Size is just one factor that influences male guarding behavior. Other factors like choice of a virgin female mate and sperm depletion can also make guarding behavior more likely, since the male cannot engage in further matings and no longer experiences a trade-off between guarding and mate searching.

== Webs ==
=== Web type ===
T. clavipes females construct large, vertical, asymmetric circular ("orb"-shaped) webs. The main web of a mature female can range from 1–2 meters in diameter, not counting the main filaments that anchor the web between trees; such anchor filaments may be 2–3 meters in length. A yellow pigment in the silk lends it a rich, golden glow in suitable lighting. As with many other orb-webs, it is common to see a trail of organic waste above the center which, as research has shown, attracts prey thanks to its rotten smell. Given its size, the web is easily damaged by large flying bugs, birds, or debris; and needs to be repaired constantly.

== Physiology ==
=== Glands and toxins ===
==== Silk glands ====
There are seven different types of silk glands across the orb-weaving spider species, each producing its own type of silk, and T. clavipes females possess all seven of these silk glands. The glands are: (i) major ampullate, (ii) minor ampullate, (iii) piriform, (iv) aciniform, (v) tubuliform, (vi) flagelliform, and (vii) aggregate. The major ampullate silk shows high tensile strength and is thus used in structures that require stability, such as draglines, bridgelines, and the radii of webs. Minor ampullate silk is used as scaffolding during the web-building process, while piriform silk is used like cement, bonding fibers to each other and other structures. Aciniform silk is also strong, like major ampullate silk, but is flexible as well, allowing it to be used for wrapping prey and insulating egg cases. Tubuliform silk forms the tough outer shell of egg cases, and the flagelliform and aggregate silks are used in prey capture for their extensibility and stickiness. These silks differ in the specific spider fibroin, or "spidroin," proteins that comprise them.

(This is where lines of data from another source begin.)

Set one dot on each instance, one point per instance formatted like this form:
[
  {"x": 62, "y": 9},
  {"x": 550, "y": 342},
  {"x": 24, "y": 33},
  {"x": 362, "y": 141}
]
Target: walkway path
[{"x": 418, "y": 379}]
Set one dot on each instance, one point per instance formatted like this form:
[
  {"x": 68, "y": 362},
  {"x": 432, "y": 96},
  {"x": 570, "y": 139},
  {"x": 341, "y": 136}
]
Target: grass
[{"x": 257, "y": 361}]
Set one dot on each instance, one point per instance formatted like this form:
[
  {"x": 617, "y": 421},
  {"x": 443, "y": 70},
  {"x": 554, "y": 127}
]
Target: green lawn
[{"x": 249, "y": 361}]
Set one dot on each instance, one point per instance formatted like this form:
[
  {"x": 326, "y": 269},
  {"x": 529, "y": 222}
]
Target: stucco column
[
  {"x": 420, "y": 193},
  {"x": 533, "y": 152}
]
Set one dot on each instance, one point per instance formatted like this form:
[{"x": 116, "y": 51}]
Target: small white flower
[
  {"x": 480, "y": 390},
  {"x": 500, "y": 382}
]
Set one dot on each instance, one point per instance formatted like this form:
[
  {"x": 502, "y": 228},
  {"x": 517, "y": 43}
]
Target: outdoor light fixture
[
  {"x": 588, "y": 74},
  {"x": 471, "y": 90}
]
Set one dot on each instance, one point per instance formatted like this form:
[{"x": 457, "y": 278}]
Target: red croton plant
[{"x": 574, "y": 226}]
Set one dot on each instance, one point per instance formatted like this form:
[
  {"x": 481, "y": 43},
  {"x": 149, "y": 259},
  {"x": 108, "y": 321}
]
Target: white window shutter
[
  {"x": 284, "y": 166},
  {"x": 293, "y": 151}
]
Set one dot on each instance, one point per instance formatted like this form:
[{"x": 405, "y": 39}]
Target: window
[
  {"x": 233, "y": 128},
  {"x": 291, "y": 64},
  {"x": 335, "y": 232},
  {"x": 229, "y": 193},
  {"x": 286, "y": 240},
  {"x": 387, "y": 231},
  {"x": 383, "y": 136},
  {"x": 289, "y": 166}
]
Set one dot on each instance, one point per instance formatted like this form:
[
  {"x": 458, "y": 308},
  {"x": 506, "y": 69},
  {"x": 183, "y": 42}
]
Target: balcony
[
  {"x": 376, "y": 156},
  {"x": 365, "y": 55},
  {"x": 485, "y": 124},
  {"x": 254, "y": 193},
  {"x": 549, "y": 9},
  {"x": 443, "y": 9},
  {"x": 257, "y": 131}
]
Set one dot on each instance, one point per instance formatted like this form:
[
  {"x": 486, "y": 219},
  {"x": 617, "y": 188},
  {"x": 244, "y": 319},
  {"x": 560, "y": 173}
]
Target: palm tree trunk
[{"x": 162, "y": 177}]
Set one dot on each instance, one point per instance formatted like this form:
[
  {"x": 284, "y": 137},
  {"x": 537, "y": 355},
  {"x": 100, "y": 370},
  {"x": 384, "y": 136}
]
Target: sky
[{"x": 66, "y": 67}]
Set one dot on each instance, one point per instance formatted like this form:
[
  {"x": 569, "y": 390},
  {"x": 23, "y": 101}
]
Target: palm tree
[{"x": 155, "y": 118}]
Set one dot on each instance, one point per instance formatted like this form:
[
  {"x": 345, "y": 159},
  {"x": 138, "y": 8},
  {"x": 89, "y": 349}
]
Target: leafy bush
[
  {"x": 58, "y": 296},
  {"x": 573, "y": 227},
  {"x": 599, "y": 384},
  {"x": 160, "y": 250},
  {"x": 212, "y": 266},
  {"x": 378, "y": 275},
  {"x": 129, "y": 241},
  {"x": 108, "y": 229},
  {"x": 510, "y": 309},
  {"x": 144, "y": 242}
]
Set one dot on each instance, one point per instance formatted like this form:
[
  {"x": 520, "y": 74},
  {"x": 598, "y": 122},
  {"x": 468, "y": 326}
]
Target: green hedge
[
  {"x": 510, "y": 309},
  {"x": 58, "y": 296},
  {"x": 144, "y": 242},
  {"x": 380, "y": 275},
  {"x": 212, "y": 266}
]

A single thread of the anchor silk has a tensile strength of 4 × 10^{9} N/m^{2}, which exceeds that of steel by a factor of eight (ultimate strength of steel 500 × 10^{6} N/m^{2}). Research at Iowa State University has shown that T. clavipes silk, specifically in the draglines, has exceptionally high thermal conductivity, exceeding that of most metals.

== Diet ==
T. clavipes feed on small flying insects. Webs constructed by this species are used to catch this prey. They can feed on grasshoppers, flies, and other small insects. As the prey is entangled in the strong web, T. clavipes wrap it in silk like a casing.

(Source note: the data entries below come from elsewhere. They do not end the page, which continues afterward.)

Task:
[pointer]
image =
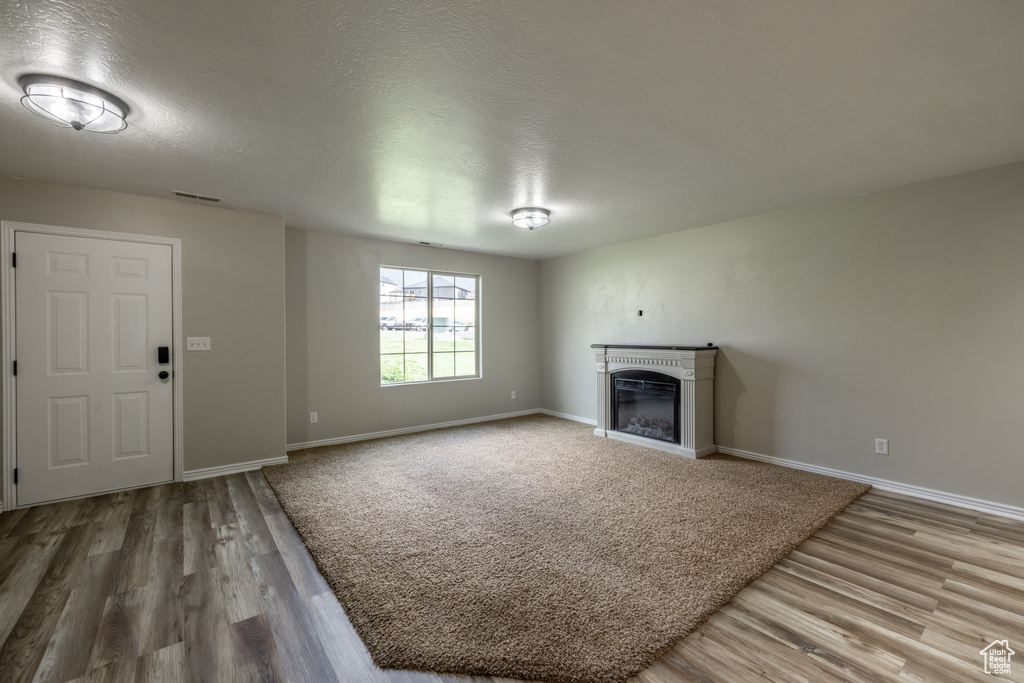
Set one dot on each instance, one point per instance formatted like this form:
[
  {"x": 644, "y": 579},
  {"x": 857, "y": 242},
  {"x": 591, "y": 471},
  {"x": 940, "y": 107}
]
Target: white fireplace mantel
[{"x": 692, "y": 366}]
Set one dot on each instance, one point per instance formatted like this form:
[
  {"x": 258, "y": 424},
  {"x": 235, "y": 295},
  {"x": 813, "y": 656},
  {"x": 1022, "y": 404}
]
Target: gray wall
[
  {"x": 232, "y": 291},
  {"x": 897, "y": 314},
  {"x": 333, "y": 296}
]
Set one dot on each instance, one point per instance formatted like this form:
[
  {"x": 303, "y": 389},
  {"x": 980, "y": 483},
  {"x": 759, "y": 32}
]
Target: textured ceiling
[{"x": 430, "y": 121}]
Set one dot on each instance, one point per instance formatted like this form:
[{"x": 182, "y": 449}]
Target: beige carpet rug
[{"x": 529, "y": 548}]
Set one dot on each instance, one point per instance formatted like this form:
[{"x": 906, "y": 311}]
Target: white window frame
[{"x": 429, "y": 332}]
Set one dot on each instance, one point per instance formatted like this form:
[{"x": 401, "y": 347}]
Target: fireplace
[
  {"x": 646, "y": 403},
  {"x": 658, "y": 396}
]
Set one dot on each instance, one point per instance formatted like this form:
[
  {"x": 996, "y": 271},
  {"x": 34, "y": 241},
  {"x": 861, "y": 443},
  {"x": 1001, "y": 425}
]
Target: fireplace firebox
[{"x": 645, "y": 403}]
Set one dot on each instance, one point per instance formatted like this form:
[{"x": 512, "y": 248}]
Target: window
[{"x": 428, "y": 326}]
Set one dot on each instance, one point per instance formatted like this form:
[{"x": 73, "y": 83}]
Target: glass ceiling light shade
[
  {"x": 530, "y": 217},
  {"x": 73, "y": 104}
]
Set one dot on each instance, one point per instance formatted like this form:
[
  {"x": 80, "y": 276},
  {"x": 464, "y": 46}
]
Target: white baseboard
[
  {"x": 406, "y": 430},
  {"x": 208, "y": 472},
  {"x": 998, "y": 509},
  {"x": 566, "y": 416}
]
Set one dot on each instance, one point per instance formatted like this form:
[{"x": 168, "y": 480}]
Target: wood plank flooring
[{"x": 208, "y": 581}]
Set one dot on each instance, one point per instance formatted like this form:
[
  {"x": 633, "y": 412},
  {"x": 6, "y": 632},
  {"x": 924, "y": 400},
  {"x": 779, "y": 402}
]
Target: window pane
[
  {"x": 465, "y": 312},
  {"x": 443, "y": 365},
  {"x": 392, "y": 341},
  {"x": 465, "y": 364},
  {"x": 416, "y": 341},
  {"x": 392, "y": 369},
  {"x": 443, "y": 312},
  {"x": 416, "y": 368},
  {"x": 466, "y": 341},
  {"x": 443, "y": 339},
  {"x": 415, "y": 284},
  {"x": 425, "y": 315},
  {"x": 443, "y": 287},
  {"x": 465, "y": 288},
  {"x": 416, "y": 312}
]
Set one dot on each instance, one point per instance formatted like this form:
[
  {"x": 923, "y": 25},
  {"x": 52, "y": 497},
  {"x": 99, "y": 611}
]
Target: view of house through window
[{"x": 428, "y": 326}]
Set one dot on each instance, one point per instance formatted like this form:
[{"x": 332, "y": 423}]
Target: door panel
[{"x": 92, "y": 414}]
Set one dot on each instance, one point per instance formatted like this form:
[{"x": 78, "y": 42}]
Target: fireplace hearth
[{"x": 659, "y": 396}]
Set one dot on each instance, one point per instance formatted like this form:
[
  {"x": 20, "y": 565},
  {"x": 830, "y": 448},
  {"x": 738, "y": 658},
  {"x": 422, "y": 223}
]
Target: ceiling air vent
[{"x": 192, "y": 196}]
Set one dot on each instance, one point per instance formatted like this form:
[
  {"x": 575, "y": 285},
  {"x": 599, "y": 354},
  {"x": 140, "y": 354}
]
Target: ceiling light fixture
[
  {"x": 73, "y": 104},
  {"x": 530, "y": 217}
]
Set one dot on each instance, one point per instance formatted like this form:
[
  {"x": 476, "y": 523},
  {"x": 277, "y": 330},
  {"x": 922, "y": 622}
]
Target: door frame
[{"x": 7, "y": 337}]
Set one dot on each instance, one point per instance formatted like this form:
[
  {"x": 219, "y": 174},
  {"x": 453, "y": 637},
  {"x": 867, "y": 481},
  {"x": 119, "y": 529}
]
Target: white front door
[{"x": 93, "y": 414}]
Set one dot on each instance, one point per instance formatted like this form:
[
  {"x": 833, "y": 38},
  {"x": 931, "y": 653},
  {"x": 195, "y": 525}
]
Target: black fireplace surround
[{"x": 645, "y": 403}]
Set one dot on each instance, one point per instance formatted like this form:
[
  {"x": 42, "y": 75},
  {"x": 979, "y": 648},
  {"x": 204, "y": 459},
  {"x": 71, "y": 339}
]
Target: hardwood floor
[{"x": 207, "y": 581}]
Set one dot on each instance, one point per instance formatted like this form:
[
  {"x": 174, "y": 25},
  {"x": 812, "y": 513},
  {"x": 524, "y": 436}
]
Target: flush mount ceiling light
[
  {"x": 73, "y": 104},
  {"x": 530, "y": 217}
]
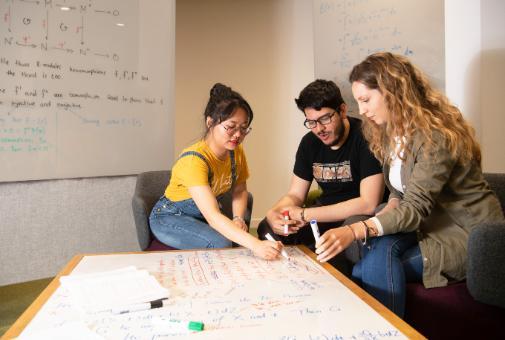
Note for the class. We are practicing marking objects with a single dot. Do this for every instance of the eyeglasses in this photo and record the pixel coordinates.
(231, 130)
(323, 120)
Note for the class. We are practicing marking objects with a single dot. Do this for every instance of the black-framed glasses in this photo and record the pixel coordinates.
(231, 130)
(323, 120)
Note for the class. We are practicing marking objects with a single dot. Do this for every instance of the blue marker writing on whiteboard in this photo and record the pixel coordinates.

== Bites to humans and animals ==
The spider is not aggressive and only bites if handled roughly; the venom is relatively harmless and rarely causes more than slight redness and temporary localized pain.

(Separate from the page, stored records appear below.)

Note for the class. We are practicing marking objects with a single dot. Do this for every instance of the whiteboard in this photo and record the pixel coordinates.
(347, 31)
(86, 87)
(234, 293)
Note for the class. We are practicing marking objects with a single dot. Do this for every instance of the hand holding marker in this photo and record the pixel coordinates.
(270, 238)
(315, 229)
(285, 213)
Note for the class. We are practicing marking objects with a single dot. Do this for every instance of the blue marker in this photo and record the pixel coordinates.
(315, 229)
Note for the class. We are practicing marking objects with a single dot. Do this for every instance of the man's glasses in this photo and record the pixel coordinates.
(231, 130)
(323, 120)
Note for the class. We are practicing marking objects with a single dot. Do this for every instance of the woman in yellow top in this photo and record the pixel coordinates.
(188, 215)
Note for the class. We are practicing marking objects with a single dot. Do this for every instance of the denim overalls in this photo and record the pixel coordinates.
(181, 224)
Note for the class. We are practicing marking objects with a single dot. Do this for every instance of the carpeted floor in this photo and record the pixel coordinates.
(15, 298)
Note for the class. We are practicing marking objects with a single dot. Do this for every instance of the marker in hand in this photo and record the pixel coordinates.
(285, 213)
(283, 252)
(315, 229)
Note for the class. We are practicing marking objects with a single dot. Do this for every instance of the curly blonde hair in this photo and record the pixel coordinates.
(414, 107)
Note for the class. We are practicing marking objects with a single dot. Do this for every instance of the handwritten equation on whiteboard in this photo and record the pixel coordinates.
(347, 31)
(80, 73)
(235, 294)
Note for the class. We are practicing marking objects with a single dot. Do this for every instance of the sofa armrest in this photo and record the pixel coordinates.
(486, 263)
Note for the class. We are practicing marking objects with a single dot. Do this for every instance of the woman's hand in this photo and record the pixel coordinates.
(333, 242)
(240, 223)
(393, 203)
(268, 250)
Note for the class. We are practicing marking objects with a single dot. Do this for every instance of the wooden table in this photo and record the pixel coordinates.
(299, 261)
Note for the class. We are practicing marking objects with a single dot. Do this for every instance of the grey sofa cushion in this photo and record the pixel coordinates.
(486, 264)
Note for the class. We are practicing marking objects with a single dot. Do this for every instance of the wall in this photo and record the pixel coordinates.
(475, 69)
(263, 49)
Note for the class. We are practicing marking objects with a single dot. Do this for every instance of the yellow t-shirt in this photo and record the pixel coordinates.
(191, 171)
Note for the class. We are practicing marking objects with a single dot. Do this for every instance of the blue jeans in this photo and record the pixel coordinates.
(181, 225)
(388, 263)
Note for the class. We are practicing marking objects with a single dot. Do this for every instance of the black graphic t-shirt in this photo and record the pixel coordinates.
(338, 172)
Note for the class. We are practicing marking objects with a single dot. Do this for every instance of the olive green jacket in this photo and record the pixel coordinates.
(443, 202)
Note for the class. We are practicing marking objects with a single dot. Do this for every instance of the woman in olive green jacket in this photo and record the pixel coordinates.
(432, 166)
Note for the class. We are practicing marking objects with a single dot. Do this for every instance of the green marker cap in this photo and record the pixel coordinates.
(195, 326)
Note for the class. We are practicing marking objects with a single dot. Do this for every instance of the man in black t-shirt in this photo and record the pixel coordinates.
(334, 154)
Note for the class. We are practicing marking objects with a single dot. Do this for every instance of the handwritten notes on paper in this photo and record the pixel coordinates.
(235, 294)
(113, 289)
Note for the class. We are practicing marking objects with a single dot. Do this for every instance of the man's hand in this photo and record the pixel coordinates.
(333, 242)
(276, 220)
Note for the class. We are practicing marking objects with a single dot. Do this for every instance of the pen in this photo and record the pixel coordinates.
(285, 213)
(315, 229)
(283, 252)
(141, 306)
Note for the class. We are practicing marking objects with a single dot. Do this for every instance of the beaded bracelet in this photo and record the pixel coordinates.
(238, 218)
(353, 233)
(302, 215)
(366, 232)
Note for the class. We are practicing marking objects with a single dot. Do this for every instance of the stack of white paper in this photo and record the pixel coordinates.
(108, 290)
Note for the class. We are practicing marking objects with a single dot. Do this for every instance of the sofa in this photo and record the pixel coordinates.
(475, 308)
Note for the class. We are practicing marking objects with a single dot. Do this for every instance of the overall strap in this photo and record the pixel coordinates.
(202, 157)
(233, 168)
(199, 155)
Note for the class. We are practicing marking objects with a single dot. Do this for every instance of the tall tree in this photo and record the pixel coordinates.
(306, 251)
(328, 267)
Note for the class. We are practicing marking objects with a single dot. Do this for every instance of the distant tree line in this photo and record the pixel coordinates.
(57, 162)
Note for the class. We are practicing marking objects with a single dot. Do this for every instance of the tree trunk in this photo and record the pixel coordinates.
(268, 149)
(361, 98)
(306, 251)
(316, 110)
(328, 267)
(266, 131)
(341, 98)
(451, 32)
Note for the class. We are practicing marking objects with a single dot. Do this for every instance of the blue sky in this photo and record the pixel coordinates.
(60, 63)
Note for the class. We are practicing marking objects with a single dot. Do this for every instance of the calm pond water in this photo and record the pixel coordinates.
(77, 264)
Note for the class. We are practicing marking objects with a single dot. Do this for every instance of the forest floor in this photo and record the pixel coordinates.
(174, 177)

==Significance to humans==
=== Usefulness in spider research ===
T. clavipes has been incredibly useful in the study of spidroins; its spidroins were the first to be characterized, and its genome has been the first of the orb-weaving spiders to be annotated, contributing information about 28 unique spidroins. In addition, T. clavipes had been chosen, because of its highly asymmetric web and elongated body shape, for an experiment in the ISS to test the effect of zero gravity on web-related behaviour.

=== Usefulness in medicine ===
The silk of T. clavipes has recently been investigated to evaluate its usefulness in surgically improving mammalian neuronal regeneration. In vitro experiments showed that a filament of the silk can lead a severed neuron through the body to the site from which it was severed. The silk elicits no reaction from the immune system, and thereby escapes rejection by the host body.